Data Preparation on PDF files fails

agazzeri commented 10 months ago

I'm trying to use the data_preparation.py script to ingest PDF files into a search index for use with OpenAI. I want to include PDF analysis with Document Intelligence (Form Recognizer), chunking and vectoring, so my config.json file includes "vector_config_name": "default".

I run the script with the following command: python3 data_preparation.py --config config.json --embedding-model-endpoint "https://xxxxx.openai.azure.com/openai/deployments/TextEmbedding/embeddings?api-version=2023-06-01-preview" --form-rec-resource "myformrecname" --form-rec-key myformreckey --njobs=4

I have 4 pdf files in the data_path folder and I'm running in a WSL with Ubuntu distro. The script fails with the following (I've replaced my details with ***):

Data preparation script started
Using Form Recognizer resource *** for PDF cracking, with the Read model.
Preparing data for index: ***
Using existing search service ***
Created search index ***
Chunking directory...
Total files to process=4 out of total directory size=4
Multiprocessing with njobs=4
SingletonFormRecognizerClient: Creating instance of Form recognizer per process
SingletonFormRecognizerClient: Skipping since credentials not provided. Assuming NO form recognizer extensions(like .pdf) in directory
SingletonFormRecognizerClient: Creating instance of Form recognizer per process
SingletonFormRecognizerClient: Creating instance of Form recognizer per process
SingletonFormRecognizerClient: Creating instance of Form recognizer per process
SingletonFormRecognizerClient: Skipping since credentials not provided. Assuming NO form recognizer extensions(like .pdf) in directory
SingletonFormRecognizerClient: Skipping since credentials not provided. Assuming NO form recognizer extensions(like .pdf) in directory
SingletonFormRecognizerClient: Skipping since credentials not provided. Assuming NO form recognizer extensions(like .pdf) in directory
  0%|                                                                                             | 0/4 [00:00<?, ?it/s]File (/mnt/c/***.pdf) failed with  'object' object has no attribute 'begin_analyze_document'
File (/mnt/c/***.pdf) failed with  'object' object has no attribute 'begin_analyze_document'
File (/mnt/c/***.pdf) failed with  'object' object has no attribute 'begin_analyze_document'
File (/mnt/c/***.pdf) failed with  'object' object has no attribute 'begin_analyze_document'
100%|█████████████████████████████████████████████████████████████████████████████████████| 4/4 [00:00<00:00, 91.52it/s]
Traceback (most recent call last):
  File "/mnt/c/src/sample-app-aoai-chatGPT/scripts/data_preparation.py", line 424, in <module>
    create_index(index_config, credential, form_recognizer_client, embedding_model_endpoint=args.embedding_model_endpoint, use_layout=args.form_rec_use_layout, njobs=args.njobs)
  File "/mnt/c/src/sample-app-aoai-chatGPT/scripts/data_preparation.py", line 371, in create_index
    raise Exception("No chunks found. Please check the data path and chunk size.")
Exception: No chunks found. Please check the data path and chunk size.

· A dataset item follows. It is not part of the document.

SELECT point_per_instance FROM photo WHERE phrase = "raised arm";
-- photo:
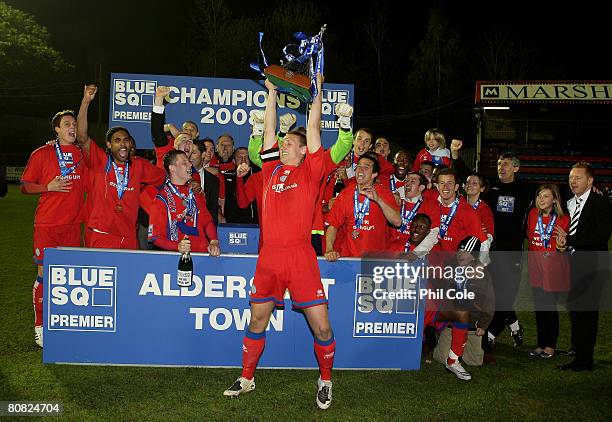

Update: I was able to make one step further by creating environment variables for FORM_RECOGNIZER_ENDPOINT and FORM_RECOGNIZER_KEY with the same value passed as inputs to the script (for some reason it fails getting those from the input parameters). I did some further debugging and the line that fails now is in the get_embedding function in data_utils.py: embeddings = openai.Embedding.create(deployment_id=deployment_id, input=text) after it gets a valid OpenAI API key. Error is:

Traceback (most recent call last):
  File "/mnt/c/src/sample-app-aoai-chatGPT/scripts/data_preparation.py", line 424, in <module>
    create_index(index_config, credential, form_recognizer_client, embedding_model_endpoint=args.embedding_model_endpoint, use_layout=args.form_rec_use_layout, njobs=args.njobs)
  File "/mnt/c/src/sample-app-aoai-chatGPT/scripts/data_preparation.py", line 366, in create_index
    result = chunk_directory(config["data_path"], num_tokens=config["chunk_size"], token_overlap=config.get("token_overlap",0),
  File "/mnt/c/src/sample-app-aoai-chatGPT/scripts/data_utils.py", line 758, in chunk_directory
    result, is_error = process_file(file_path=file_path,directory_path=directory_path, ignore_errors=ignore_errors,
  File "/mnt/c/src/sample-app-aoai-chatGPT/scripts/data_utils.py", line 683, in process_file
    result = chunk_file(
  File "/mnt/c/src/sample-app-aoai-chatGPT/scripts/data_utils.py", line 639, in chunk_file
    return chunk_content(
  File "/mnt/c/src/sample-app-aoai-chatGPT/scripts/data_utils.py", line 584, in chunk_content
    raise e
  File "/mnt/c/src/sample-app-aoai-chatGPT/scripts/data_utils.py", line 559, in chunk_content
    raise Exception(f"Error getting embedding for chunk={chunk}")
Exception: Error getting embedding for chunk=[...]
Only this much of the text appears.